On Thu, 7 Aug 2025 at 14:15, Nazir Bilal Yavuz <byavuz81@gmail.com> wrote:
>
> On Thu, 7 Aug 2025 at 04:49, Shinya Kato <shinya11.kato@gmail.com> wrote:
> >
> > I have implemented SIMD optimization for the COPY FROM (FORMAT {csv,
> > text}) command and observed approximately a 5% performance
> > improvement. Please see the detailed test results below.
>
> Also, I did a benchmark on text format. I created a benchmark for line
> length in a table being from 1 byte to 1 megabyte.The peak improvement
> is line length being 4096 and the improvement is more than 20% [1], I
> saw no regression on your patch.

I did the same benchmark for the CSV format. The peak improvement is
line length being 4096 and the improvement is more than 25% [1]. I saw
a 5% regression on the 1 byte benchmark, there are no other
regressions.

> What do you think about adding SIMD to CopyReadAttributesText() and
> CopyReadAttributesCSV() functions? When I add your SIMD approach to
> CopyReadAttributesText() function, the improvement on the 4096 byte
> line length input [1] goes from 20% to 30%.

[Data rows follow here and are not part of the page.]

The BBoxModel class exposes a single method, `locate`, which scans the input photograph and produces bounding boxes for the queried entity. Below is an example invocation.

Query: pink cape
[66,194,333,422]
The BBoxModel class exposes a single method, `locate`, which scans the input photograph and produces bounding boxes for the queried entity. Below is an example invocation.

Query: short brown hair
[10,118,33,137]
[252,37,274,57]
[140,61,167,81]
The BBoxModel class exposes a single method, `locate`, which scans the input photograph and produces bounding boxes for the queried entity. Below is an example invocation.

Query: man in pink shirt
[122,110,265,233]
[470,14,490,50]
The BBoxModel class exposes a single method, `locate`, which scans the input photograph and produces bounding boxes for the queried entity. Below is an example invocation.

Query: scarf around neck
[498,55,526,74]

I wanted to try using SIMD in CopyReadAttributesCSV() as well. The
improvement on the 4096 byte line length input [1] goes from 25% to
35%, the regression on the 1 byte input is the same.

CopyReadAttributesCSV() changes are attached as feedback v2.

--
Regards,
Nazir Bilal Yavuz
Microsoft